2007年09月15日

大仏を外から十分に堪能した後は、いよいよ胎内に突入。

この胎内巡りこそが牛久大仏の醍醐味と言われてるんだから、楽しみよ?
そのために入り口で800円も出したんだから!笑


係「ここで靴を脱いでください」


なんと。
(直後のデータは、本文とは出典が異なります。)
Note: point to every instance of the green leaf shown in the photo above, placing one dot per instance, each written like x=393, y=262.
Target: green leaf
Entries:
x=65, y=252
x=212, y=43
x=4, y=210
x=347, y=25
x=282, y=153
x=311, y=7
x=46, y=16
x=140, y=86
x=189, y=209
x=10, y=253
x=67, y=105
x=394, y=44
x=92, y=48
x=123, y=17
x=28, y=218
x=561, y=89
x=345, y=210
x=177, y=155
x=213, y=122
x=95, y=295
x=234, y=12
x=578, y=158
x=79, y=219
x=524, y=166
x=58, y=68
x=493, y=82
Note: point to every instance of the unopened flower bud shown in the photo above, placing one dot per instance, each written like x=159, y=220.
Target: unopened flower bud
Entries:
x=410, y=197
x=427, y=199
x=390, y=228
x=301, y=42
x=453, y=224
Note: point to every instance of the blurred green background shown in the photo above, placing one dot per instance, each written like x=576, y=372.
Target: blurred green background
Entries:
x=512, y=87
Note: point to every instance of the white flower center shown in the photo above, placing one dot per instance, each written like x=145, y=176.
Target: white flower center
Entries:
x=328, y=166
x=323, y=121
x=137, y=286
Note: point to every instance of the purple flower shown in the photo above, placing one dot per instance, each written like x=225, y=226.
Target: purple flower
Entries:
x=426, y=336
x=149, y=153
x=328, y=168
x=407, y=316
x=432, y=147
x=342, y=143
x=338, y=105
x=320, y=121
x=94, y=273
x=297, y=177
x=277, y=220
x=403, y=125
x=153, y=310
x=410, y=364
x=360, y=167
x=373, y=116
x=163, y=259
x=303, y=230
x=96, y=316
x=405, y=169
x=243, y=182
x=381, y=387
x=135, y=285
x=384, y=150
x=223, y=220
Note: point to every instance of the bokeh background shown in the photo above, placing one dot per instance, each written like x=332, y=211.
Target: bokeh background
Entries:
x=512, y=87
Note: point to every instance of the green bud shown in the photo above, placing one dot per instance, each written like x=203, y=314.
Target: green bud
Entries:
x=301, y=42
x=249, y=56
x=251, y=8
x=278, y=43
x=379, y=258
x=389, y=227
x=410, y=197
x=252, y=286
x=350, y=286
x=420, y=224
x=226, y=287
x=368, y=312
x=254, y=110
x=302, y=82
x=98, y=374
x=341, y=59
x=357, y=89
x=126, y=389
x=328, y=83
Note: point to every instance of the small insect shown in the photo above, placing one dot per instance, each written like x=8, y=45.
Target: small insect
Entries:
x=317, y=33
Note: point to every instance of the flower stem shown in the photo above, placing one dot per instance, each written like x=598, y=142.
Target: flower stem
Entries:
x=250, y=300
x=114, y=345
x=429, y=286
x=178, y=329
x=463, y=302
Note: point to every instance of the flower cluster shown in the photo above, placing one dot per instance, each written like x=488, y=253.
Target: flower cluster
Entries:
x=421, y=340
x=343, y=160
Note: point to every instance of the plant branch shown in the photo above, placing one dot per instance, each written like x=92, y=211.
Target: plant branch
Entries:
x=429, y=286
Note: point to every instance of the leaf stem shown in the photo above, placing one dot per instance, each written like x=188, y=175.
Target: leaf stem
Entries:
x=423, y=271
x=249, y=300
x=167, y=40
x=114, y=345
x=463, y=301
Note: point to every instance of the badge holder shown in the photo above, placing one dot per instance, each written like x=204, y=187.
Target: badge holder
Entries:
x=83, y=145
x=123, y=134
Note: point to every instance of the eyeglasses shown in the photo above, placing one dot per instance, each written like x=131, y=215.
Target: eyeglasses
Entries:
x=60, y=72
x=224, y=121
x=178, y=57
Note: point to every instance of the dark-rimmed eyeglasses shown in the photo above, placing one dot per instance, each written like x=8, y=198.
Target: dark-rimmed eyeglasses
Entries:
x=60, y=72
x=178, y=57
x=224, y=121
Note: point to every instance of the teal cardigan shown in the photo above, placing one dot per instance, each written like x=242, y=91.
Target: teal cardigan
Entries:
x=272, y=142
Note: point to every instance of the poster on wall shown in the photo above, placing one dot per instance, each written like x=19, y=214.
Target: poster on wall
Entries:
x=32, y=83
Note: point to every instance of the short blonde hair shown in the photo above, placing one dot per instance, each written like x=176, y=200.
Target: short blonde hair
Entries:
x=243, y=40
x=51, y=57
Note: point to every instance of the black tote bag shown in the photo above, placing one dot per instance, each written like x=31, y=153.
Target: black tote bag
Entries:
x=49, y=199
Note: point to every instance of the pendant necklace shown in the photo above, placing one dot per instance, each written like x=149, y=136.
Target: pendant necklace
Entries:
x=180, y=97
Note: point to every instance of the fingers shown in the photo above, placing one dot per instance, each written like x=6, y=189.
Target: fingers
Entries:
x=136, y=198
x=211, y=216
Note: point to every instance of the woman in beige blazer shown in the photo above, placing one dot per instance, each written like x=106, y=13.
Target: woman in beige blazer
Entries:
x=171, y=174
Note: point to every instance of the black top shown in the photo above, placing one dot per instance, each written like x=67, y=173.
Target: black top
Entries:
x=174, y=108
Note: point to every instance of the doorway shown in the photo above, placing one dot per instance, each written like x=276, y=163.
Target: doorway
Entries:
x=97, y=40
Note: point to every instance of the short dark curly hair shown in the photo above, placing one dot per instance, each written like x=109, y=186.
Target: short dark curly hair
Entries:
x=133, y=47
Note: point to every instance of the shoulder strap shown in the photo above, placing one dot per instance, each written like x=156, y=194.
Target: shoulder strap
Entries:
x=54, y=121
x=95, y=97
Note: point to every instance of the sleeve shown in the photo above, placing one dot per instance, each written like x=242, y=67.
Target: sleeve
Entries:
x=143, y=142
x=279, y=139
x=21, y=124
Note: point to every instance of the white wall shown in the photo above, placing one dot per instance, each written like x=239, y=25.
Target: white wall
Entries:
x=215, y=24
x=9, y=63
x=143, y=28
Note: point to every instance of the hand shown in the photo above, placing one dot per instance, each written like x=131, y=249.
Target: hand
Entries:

土足厳禁な胎内とは。
鎌倉大仏の胎内とは訳が違うのね。

靴を脱いでこの高層ビルの中に入るなんて、お宅訪問みたいだ。
マンション・牛久大仏かぁ。

ヤッコハヤクイコウヨー
いっきゅーあれ!?もう先着20名さまくらいいるじゃん!
ヤッコニンキナンダヨー

建物の中に入ると、まるでホーンテッドマンションかのような世界が繰り広げらた。
真っ暗な部屋に、女性のナレーションの声が響く。

「これからご案内するのは、阿弥陀さまの世界です・・」

正確には覚えてないけど、そんなような
いかにも「悟りに導きまっせ!」的な感じのことをアナウンスされた。

本当にここはエンターテイメント空間なんだ。


んでもって、暗闇タイムが終わったら、いきなしサイケデリックワールド!!
レインボーカラーにライトアップされたなんともクレイジーな空間。

いっきゅー&ヤッコぷぷぷ。たまんないね。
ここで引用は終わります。